I wished to heaven I’d never spoken aloud the idea of going out. It was madness, and Dolssa had caught the infection from me. But she was determined.

“His feet, I am certain, would walk out that door to where the people were.”

And so it happened. Dolssa de Stigata greeted Bajas.

She walked out the front door. She entered Martin and Lisette’s home. I worried Lisette might drop the baby.

Dolssa held out her arms and bid Lisette and Martin to touch her and prove her real.

She was not an angel, she told them, but someone who had devoted her life to prayer.

It was not she who had healed their child, but God.

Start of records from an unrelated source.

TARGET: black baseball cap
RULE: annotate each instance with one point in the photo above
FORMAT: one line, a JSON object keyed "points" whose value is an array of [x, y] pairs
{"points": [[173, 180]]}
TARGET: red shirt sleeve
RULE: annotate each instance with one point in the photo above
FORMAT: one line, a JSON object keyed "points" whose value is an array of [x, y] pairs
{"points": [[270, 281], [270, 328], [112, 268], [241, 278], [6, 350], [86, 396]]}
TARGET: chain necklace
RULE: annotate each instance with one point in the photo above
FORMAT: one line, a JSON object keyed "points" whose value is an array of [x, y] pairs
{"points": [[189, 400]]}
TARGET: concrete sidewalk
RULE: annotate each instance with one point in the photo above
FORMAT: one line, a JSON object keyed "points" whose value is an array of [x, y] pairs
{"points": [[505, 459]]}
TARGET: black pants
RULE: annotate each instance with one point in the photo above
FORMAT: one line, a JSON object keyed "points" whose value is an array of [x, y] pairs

Children ran at their parents’ bidding to fetch
tantas
and
ọncles
,
mimas
and
paps
. Whole streets returned with them. Lisette’s house overflowed, so
Dolssa went outside to be seen. I stayed close beside her, lest Bajas tear her to adoring pieces.

She stood there in her blue robe, with a simple white cap over her dark hair. And even if I’m called a liar for it, I swear this is true: clouds over
la mar
parted, letting a beam of golden sunlight pierce through and illuminate the spot on which she stood.